After a sports-related concussion, traditional recovery recommendations have previously called for weeks or months of rest, depending on the duration of a person’s symptoms.
But Michael Popovich, M.D., M.P.H., a sports neurologist at Michigan NeuroSport, thinks this method could actually do more harm than good.
Recent studies have suggested that regular, daily activities during the initial days of a concussion may actually be safe, not worsen symptoms and even speed up recovery. The research also suggests supervised exercise challenges and mild to moderate levels of physical exertion during that same period could provide similar effects.
Even athletes with symptoms that lasted longer than four weeks benefited from active rehabilitation. However, too early or intense of a return to physical activity was associated with worsening symptoms and a prolonged recovery.
Although the most recent statement on sports-related concussions green lights returning to daily activities only 24 to 48 hours after physical and cognitive rest, a gray area remains in knowing the optimal timing, mode, duration, intensity and frequency.
In a recent Clinical Journal of Sport Medicine study on sports-related concussions, Popovich found more reason to encourage exercise during the healing process. His research also suggests there may even be additional mental and physical health benefits beyond a quicker recovery time.
Of the 126 patients that participated in the retrospective study, those who underwent supervised exercise in the early, symptomatic stages of their concussion returned to their sport earlier (26.5 days) compared to those who didn’t (35.1 days). There was also a later return for those who initiated exercise after 16 days. The 16-day timeframe was based on Michigan NeuroSport’s average sports-related concussion follow-up visits, where supervised exercise was typically performed.
Certified athletic trainers and physicians oversaw what they deemed appropriate exercise no sooner than the first follow-up visit. They monitored each patient’s heart rate, perceived exertion and severity of symptoms at two-minute intervals, with intensity gradually increasing.
Athletes started at a low intensity with exercise that required little head and body movement, like a stationary bike. Other exercise modalities included an elliptical machine, dynamic rotational exercises like the use of medicine balls, agility drills and sport-specific exercises when tolerated.
Exercise was only increased when symptoms didn’t. If a patient reported symptoms, the intensity of the exercise was decreased or stopped altogether.
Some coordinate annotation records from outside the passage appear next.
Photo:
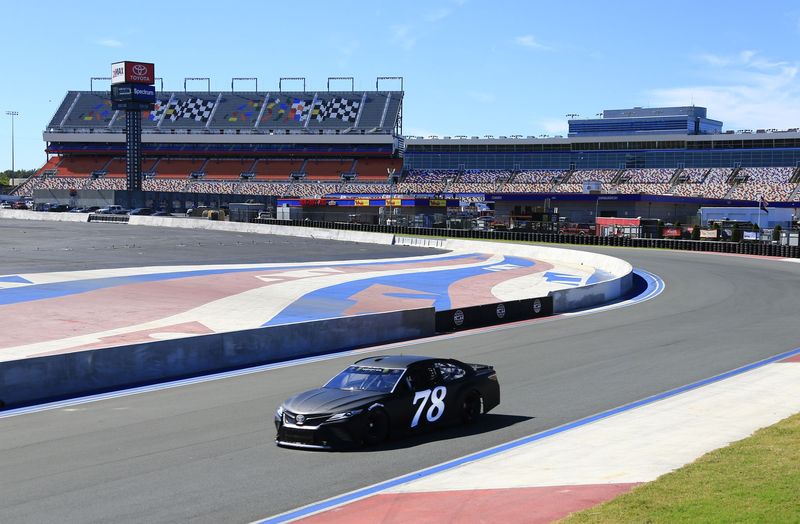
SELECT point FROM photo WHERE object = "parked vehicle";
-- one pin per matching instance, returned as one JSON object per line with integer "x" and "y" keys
{"x": 112, "y": 210}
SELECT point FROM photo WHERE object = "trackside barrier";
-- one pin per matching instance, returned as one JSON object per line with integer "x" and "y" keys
{"x": 492, "y": 314}
{"x": 34, "y": 380}
{"x": 349, "y": 235}
{"x": 772, "y": 250}
{"x": 615, "y": 276}
{"x": 120, "y": 219}
{"x": 22, "y": 214}
{"x": 385, "y": 233}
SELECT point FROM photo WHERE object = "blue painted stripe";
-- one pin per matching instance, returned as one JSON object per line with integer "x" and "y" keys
{"x": 433, "y": 284}
{"x": 371, "y": 490}
{"x": 652, "y": 280}
{"x": 73, "y": 287}
{"x": 15, "y": 279}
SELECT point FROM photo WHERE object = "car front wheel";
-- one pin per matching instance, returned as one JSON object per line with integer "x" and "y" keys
{"x": 377, "y": 427}
{"x": 471, "y": 407}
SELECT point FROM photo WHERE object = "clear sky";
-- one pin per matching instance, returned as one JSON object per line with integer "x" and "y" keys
{"x": 470, "y": 67}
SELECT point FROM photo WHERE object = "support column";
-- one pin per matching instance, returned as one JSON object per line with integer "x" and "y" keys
{"x": 133, "y": 141}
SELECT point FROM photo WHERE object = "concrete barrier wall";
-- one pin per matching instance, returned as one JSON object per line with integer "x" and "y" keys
{"x": 620, "y": 271}
{"x": 265, "y": 229}
{"x": 22, "y": 214}
{"x": 38, "y": 379}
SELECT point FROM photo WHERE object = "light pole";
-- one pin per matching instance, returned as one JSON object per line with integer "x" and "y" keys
{"x": 12, "y": 114}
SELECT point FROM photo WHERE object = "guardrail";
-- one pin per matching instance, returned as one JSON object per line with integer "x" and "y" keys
{"x": 122, "y": 219}
{"x": 493, "y": 314}
{"x": 744, "y": 248}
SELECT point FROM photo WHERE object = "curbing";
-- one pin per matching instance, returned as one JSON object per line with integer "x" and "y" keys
{"x": 71, "y": 374}
{"x": 35, "y": 380}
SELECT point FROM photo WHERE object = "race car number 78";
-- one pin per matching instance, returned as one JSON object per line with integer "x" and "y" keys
{"x": 436, "y": 409}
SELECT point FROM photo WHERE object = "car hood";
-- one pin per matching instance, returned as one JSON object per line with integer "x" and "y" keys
{"x": 324, "y": 400}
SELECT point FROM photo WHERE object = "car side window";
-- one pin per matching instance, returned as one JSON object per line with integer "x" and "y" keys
{"x": 420, "y": 378}
{"x": 449, "y": 372}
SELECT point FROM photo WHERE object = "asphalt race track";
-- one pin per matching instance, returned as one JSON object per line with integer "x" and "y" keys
{"x": 205, "y": 451}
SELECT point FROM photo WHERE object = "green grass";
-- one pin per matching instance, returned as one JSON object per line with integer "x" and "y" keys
{"x": 753, "y": 480}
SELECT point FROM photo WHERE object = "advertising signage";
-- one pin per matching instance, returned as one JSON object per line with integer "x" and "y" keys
{"x": 133, "y": 73}
{"x": 133, "y": 93}
{"x": 132, "y": 97}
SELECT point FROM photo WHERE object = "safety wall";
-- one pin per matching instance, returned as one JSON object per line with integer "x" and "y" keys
{"x": 84, "y": 372}
{"x": 617, "y": 274}
{"x": 22, "y": 214}
{"x": 265, "y": 229}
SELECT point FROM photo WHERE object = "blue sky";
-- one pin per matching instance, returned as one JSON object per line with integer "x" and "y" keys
{"x": 470, "y": 67}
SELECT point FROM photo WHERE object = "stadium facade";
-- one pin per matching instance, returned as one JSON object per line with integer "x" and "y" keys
{"x": 201, "y": 146}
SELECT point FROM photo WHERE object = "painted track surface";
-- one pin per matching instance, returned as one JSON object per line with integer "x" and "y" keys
{"x": 205, "y": 451}
{"x": 98, "y": 308}
{"x": 80, "y": 310}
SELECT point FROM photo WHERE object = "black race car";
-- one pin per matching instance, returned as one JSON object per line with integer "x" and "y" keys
{"x": 378, "y": 397}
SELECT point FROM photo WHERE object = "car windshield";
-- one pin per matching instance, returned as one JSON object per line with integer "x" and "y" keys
{"x": 363, "y": 378}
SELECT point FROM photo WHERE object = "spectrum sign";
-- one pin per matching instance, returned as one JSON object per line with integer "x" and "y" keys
{"x": 133, "y": 73}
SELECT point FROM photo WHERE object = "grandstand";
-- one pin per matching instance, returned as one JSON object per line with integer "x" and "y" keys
{"x": 347, "y": 142}
{"x": 226, "y": 142}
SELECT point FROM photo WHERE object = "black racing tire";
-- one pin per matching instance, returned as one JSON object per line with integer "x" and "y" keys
{"x": 377, "y": 427}
{"x": 471, "y": 407}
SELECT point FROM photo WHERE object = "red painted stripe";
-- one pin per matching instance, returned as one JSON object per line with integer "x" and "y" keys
{"x": 523, "y": 505}
{"x": 133, "y": 304}
{"x": 473, "y": 291}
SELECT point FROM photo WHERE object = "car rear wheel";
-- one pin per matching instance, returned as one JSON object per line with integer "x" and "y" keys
{"x": 472, "y": 407}
{"x": 377, "y": 427}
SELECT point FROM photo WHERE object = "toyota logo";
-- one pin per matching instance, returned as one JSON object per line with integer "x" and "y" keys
{"x": 501, "y": 311}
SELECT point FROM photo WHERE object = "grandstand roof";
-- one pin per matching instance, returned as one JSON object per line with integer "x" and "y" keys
{"x": 328, "y": 112}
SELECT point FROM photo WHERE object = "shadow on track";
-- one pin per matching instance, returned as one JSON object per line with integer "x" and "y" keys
{"x": 485, "y": 424}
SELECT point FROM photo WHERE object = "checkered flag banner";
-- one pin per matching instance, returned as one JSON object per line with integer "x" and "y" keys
{"x": 195, "y": 108}
{"x": 340, "y": 108}
{"x": 314, "y": 110}
{"x": 160, "y": 108}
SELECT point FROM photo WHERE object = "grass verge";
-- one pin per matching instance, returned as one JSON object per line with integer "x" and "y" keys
{"x": 753, "y": 480}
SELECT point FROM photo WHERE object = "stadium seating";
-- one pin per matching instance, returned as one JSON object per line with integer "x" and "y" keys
{"x": 327, "y": 169}
{"x": 276, "y": 169}
{"x": 218, "y": 169}
{"x": 178, "y": 168}
{"x": 323, "y": 178}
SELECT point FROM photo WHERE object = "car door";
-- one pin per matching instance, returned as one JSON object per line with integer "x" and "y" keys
{"x": 427, "y": 397}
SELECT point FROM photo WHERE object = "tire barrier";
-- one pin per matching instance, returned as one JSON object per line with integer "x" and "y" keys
{"x": 492, "y": 314}
{"x": 744, "y": 248}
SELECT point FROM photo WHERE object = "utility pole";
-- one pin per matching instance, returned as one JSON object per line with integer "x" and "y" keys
{"x": 12, "y": 114}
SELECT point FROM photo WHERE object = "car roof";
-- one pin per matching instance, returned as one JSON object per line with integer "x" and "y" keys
{"x": 392, "y": 361}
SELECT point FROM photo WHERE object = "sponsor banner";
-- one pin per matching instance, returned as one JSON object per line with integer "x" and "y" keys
{"x": 313, "y": 202}
{"x": 491, "y": 314}
{"x": 131, "y": 106}
{"x": 133, "y": 93}
{"x": 133, "y": 73}
{"x": 750, "y": 235}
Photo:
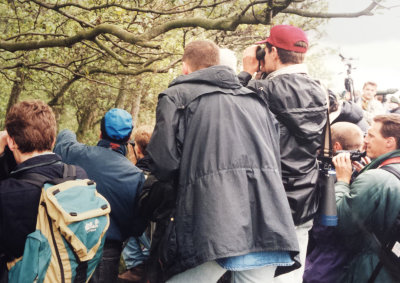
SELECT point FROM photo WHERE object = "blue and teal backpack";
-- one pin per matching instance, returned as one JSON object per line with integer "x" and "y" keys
{"x": 70, "y": 232}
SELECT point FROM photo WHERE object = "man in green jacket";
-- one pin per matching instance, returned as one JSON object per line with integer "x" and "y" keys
{"x": 370, "y": 205}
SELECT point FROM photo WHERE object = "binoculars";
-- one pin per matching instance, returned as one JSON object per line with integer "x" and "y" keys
{"x": 260, "y": 53}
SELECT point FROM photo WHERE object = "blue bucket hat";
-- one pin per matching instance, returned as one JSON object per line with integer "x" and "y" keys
{"x": 117, "y": 125}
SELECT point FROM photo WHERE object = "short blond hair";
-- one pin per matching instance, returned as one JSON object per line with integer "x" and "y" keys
{"x": 200, "y": 54}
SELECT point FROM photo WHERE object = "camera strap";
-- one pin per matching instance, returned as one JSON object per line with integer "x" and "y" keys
{"x": 390, "y": 161}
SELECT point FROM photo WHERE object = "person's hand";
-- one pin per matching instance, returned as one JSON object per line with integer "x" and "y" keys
{"x": 359, "y": 166}
{"x": 343, "y": 167}
{"x": 3, "y": 140}
{"x": 250, "y": 62}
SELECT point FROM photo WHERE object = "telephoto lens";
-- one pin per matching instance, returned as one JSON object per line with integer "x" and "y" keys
{"x": 328, "y": 215}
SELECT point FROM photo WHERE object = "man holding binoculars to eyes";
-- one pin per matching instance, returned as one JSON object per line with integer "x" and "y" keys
{"x": 299, "y": 104}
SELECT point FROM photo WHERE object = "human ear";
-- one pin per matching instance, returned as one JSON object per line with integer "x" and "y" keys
{"x": 12, "y": 145}
{"x": 391, "y": 143}
{"x": 185, "y": 68}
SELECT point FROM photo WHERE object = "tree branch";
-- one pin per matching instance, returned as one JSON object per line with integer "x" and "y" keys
{"x": 366, "y": 12}
{"x": 127, "y": 8}
{"x": 80, "y": 36}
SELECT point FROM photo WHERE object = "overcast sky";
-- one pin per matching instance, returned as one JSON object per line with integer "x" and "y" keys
{"x": 374, "y": 43}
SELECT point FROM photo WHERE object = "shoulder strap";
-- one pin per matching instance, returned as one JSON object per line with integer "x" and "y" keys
{"x": 392, "y": 170}
{"x": 37, "y": 179}
{"x": 392, "y": 231}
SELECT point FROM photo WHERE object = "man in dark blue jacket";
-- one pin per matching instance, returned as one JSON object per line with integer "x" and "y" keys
{"x": 25, "y": 148}
{"x": 299, "y": 104}
{"x": 118, "y": 180}
{"x": 218, "y": 141}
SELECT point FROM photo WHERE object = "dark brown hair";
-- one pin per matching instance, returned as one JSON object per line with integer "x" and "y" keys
{"x": 142, "y": 137}
{"x": 289, "y": 57}
{"x": 390, "y": 126}
{"x": 201, "y": 54}
{"x": 32, "y": 125}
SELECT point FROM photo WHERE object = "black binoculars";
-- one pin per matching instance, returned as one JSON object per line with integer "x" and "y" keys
{"x": 260, "y": 53}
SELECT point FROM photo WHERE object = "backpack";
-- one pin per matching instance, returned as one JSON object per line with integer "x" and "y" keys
{"x": 70, "y": 231}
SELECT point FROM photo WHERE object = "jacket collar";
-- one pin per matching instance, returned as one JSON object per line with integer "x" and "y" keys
{"x": 291, "y": 69}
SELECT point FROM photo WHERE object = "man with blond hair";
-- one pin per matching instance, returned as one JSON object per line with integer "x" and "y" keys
{"x": 25, "y": 148}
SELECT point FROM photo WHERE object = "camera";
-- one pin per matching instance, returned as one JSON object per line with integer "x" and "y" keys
{"x": 260, "y": 53}
{"x": 355, "y": 155}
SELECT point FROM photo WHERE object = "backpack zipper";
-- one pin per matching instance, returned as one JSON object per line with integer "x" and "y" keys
{"x": 55, "y": 244}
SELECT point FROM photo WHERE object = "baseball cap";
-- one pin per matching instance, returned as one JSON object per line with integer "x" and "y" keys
{"x": 394, "y": 99}
{"x": 285, "y": 37}
{"x": 117, "y": 125}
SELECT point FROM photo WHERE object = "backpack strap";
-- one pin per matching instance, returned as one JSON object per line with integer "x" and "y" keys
{"x": 392, "y": 231}
{"x": 37, "y": 179}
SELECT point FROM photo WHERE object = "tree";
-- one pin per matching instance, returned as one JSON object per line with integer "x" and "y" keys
{"x": 123, "y": 52}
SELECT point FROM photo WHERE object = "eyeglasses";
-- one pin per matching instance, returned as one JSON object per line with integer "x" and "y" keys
{"x": 132, "y": 143}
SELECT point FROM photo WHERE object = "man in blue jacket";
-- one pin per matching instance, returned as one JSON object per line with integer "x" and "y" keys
{"x": 367, "y": 208}
{"x": 118, "y": 180}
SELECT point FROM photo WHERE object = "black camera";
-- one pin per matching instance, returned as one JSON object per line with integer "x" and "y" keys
{"x": 355, "y": 155}
{"x": 260, "y": 53}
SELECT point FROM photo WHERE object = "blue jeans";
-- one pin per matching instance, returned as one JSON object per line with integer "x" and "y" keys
{"x": 136, "y": 251}
{"x": 211, "y": 271}
{"x": 107, "y": 270}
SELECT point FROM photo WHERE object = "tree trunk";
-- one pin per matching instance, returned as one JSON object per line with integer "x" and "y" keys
{"x": 120, "y": 101}
{"x": 16, "y": 90}
{"x": 135, "y": 106}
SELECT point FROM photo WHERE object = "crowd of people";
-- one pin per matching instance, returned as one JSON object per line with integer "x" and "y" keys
{"x": 226, "y": 186}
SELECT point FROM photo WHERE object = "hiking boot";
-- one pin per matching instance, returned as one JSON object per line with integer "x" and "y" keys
{"x": 135, "y": 274}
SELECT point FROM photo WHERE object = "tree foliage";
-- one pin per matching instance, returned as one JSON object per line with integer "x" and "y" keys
{"x": 85, "y": 56}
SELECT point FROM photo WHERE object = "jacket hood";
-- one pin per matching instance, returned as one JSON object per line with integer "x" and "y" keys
{"x": 221, "y": 76}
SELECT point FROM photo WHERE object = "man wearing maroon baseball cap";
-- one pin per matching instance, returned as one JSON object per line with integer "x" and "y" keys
{"x": 299, "y": 105}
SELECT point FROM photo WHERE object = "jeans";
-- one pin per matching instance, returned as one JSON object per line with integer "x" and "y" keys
{"x": 136, "y": 251}
{"x": 211, "y": 271}
{"x": 296, "y": 276}
{"x": 107, "y": 270}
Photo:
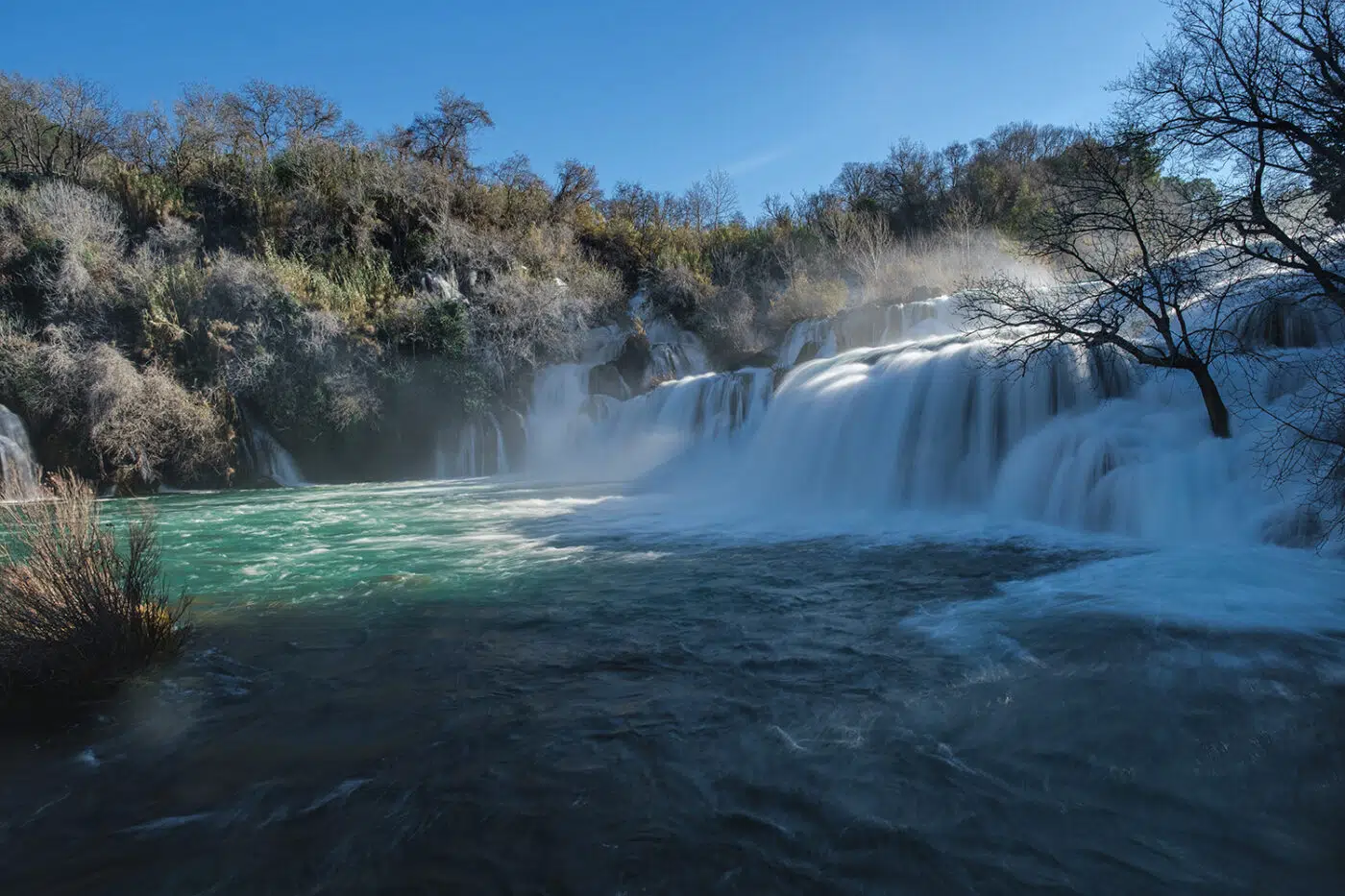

Popovich notes age seemed to be a significant factor, as older patients had an earlier return to their sport.
Previous research has found that the brain experiences a multitude of benefits from exercise, including:
Increased synaptic plasticity in the brain, which helps with learning and memory.
Increased production of brain-derived neurotrophic factors, a protein in the brain and spinal cord that promotes the survival of nerve cells.
Increased cortical connectivity, which relates to the stimulus and neuron firing pattern in brain response.
But just as noteworthy, he says, are the mental health benefits.
“Shutting a person down from sports, or even just their normal, daily activities, causes significant issues in the athletes we treat,” Popovich says.
“Much of an athlete’s life is defined by their sport,” he adds. “Not addressing this psychological damage from a dramatic, prolonged lifestyle switch can create a systemic problem that prolongs concussion recovery.”
Popovich explains that having to abstain from physical activity can dampen a person’s mood, and when your mood is affected it can affect sleep, which affects cognition and can worsen concussion symptoms.
Neck strain, according to Popovich, is a common concurrent injury that contributes to symptoms like headaches, nausea, dizziness, trouble sleeping, and difficulty with cognitive processes.
“It’s important to remember that sports-related concussion symptoms make regular, daily tasks feel difficult,” Popovich says. “Every concussion is different, even in the same patient, but these symptoms can all affect a person’s mood, on top of their emotions about being removed from a sport.”
Popovich says he hopes this study busts the long-standing myth that you need to lie in a dark room if you’re suffering from a sports-related concussion.
“Our study suggests it won’t necessarily speed up the recovery process.”
When a concussion evaluation is necessary, an outlined supervised exercise plan may help to see how a patient is recovering, and could serve as a test to confirm the patient is asymptomatic.